This is a riddle/challenge that I’m posting for the readers. I cannot figure this out on my own and I’m requesting your help.
I plotted these three charts when I was analyzing some basketball trends over the years:
- Average number of league-wide team points by season
- Average number of league-wide (estimated) team possessions by season
- Average league-wide team field goal percentage by season
The three charts are shown below.
When I plotted the charts, I was surprised at how similar the contours of the plots were. I had to check again to make sure that I wasn’t plotting the same chart three times.
It can be seen that the three variables (league-wide average of team points scored, team possessions, and team field goal percentage) are highly correlated with each other throughout the years. A simple correlation analysis confirmed the strength of relationships amongst the variables.
|League-wide Average Team Points||League-wide Average Team Possessions||League-wide Average Team FGP|
|League-wide Average Team Points||1|
|League-wide Average Team Possessions||0.959||1|
|League-wide Average Team FGP||0.94||0.866||1|
To a degree, this made sense.
If teams record higher field goal percentages, then they’re likely to score more. So the correlation between the league-wide average of team field goal percentage and that of team points scored made sense.
Also, if teams record higher numbers of possessions, then they’re likely to score more. So the correlation between the league-wide average of team possessions and that of team points scored also made sense.
What struck me odd was the strong relationship between the league-wide average of team field goal percentage and that of team possessions, because I was unable to find the same strong relationship in the non-aggregate, raw games data.
This is the correlation matrix when I used raw games data (instead of using league-wide averages) to examine the strength of relationships among the three variables:
|Team Points||Team Possessions||Team FGP|
We still see relatively strong correlations between:
- Team Points vs.

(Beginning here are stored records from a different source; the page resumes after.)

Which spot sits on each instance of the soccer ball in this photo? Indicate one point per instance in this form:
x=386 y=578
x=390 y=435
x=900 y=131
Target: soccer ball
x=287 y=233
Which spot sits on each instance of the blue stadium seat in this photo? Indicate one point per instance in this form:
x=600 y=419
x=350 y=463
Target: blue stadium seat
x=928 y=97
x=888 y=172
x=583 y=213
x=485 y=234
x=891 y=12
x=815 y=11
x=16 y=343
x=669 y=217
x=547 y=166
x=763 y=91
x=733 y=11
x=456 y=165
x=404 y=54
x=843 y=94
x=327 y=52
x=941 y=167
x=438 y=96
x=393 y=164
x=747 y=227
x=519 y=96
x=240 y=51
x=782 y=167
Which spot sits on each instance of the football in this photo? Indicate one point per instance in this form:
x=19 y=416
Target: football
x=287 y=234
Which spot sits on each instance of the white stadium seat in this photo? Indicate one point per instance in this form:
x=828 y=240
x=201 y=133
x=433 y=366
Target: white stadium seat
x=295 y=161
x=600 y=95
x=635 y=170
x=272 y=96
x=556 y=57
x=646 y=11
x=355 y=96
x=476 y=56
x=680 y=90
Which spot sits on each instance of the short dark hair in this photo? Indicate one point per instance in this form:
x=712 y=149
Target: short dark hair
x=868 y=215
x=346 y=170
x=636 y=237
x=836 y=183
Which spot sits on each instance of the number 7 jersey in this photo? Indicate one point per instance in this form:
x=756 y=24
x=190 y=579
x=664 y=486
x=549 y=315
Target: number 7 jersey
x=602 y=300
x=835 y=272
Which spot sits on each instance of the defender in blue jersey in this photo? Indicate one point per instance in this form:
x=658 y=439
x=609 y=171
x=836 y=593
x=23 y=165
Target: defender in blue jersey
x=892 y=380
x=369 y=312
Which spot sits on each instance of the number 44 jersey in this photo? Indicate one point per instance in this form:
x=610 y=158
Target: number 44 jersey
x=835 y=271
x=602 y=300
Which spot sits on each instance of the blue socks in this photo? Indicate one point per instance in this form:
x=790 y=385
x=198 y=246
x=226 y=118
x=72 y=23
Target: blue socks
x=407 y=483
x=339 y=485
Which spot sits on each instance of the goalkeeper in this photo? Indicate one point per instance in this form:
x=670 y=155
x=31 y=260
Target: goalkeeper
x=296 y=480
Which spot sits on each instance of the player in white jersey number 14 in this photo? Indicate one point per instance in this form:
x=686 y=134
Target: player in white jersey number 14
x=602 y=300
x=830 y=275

Team Possessions (r = 0.548)
- Team Points vs. Team Field Goal Percentage (r = 0.696)
However, notice the weak relationship between:
- Team Possessions vs. Team Field Goal Percentage (0.076)
In league-wide averages, team field goal percentage and team possessions had a much stronger relationship (r = 0.866).
So my question is this: Why is there a strong relationship between the league-wide average of team possessions and team FGP but there isn’t a strong relationship between the team possessions and team FGP of actual games? Does averaging strengthen correlations between variables by removing variance? Does averaging amplify the correlation strength?
I’d love to know. Please enlighten me.